There are six key ways in which life insurance may benefit your business
- Business Transfer: Businesses or business owners can execute a buy-sell agreement and fund it with life insurance. A buy-sell agreement is an arrangement for a business to continue in the event of the owner’s death, disability, retirement or early withdrawal from the business. Life insurance, through the death benefit or cash values (if a permanent policy is used), can help provide the funds for the surviving business or new owner(s) to purchase the business interest.
- Key Employee Protection: The loss of a key employee can severely affect the financial health of a business in several ways: lost sales, costs of recruiting and training a replacement, costs to continue the salary to the employee or the family, or loss of credit.
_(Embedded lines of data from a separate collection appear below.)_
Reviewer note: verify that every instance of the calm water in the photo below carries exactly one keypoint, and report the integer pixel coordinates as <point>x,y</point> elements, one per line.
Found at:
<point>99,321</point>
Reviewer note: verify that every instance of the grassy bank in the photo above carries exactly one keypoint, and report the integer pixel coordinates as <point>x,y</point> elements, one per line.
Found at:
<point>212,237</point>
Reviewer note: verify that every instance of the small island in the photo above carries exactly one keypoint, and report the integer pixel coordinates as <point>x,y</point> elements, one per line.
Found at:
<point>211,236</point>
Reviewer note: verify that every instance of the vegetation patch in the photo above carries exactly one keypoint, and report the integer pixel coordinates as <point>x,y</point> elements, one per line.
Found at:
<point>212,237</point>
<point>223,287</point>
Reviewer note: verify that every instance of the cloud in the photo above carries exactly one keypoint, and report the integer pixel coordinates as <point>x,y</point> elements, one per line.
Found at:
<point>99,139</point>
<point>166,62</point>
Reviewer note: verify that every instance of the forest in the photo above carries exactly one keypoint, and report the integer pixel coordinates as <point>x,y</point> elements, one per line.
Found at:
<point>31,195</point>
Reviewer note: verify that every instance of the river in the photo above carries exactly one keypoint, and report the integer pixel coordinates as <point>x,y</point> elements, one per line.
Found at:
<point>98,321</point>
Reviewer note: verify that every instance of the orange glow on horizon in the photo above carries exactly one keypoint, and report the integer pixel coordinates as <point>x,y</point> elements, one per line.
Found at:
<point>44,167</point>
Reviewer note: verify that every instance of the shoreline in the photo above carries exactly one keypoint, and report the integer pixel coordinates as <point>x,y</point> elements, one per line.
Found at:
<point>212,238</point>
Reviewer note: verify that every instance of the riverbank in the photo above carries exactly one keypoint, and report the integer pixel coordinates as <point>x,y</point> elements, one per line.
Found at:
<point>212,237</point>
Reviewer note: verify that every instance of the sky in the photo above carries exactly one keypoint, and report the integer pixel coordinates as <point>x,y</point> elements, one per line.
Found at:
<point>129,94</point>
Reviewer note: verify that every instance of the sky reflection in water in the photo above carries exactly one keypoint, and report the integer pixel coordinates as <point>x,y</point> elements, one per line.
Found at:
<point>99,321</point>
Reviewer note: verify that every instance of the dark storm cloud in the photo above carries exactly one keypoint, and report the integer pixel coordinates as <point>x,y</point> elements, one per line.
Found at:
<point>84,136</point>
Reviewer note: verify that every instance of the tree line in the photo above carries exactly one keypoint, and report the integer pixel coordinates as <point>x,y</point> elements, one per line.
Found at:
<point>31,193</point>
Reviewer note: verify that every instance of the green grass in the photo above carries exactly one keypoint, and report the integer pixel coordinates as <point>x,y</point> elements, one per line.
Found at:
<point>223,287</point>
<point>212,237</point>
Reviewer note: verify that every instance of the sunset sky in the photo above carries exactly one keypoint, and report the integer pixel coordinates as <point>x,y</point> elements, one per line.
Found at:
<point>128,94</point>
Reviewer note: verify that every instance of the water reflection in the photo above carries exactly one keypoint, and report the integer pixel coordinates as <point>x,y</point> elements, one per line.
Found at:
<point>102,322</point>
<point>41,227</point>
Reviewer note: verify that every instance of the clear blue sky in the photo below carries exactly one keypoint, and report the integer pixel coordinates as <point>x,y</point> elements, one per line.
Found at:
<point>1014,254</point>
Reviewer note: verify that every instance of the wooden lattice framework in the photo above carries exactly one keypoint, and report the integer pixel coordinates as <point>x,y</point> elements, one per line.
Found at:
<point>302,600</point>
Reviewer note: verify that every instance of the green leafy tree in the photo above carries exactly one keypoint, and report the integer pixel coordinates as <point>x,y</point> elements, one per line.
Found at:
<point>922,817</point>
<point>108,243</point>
Life insurance can provide the business with funds to temporarily replace lost profits as a result of a key employee’s death, strengthen the business’s working capital, and provide funds that may be used to recruit and train a suitable replacement.
- Non-Qualified Deferred Compensation (NQDQ) Plans: NQDC plans funded with life insurance can help attract and retain key employees. Such plans are contracts between employers and key employees to pay future compensation for work performed now. Most NQDC plans provide for a stream of payments to be made to the employee following retirement. The payments typically come from the cash value of a permanent (rather than term) life insurance policy. The employee is not taxed on the money until it is received.
- Executive Bonus Plans: Another way to provide an extra benefit to key employees is through an executive bonus plan. With this plan, the employer gives a bonus to a key employee who then pays taxes on the money and uses the remainder to purchase a life insurance policy. The employee has all ownership rights in the policy, such as access to the cash value and the power to designate beneficiaries, while the employer receives a tax deduction for the bonus.
- Supplemental Executive Retirement Plans (SERPs): SERPs provide key employees with supplemental retirement income generated by the cash value of a life insurance policy. Qualified defined contribution plans are limited to considering only the first $230,000 of compensation when arranging retirement benefits for highly compensated employees ($245,000 in 2009). SERPs layer in on top of such defined contribution plans, giving key employees a more robust total retirement plan package.
- Debt Coverage: Life insurance proceeds can provide a business with funds to help pay off business debts in the event of the owner’s premature death. A life insurance policy is taken out on the life of the owner when the debt is first incurred.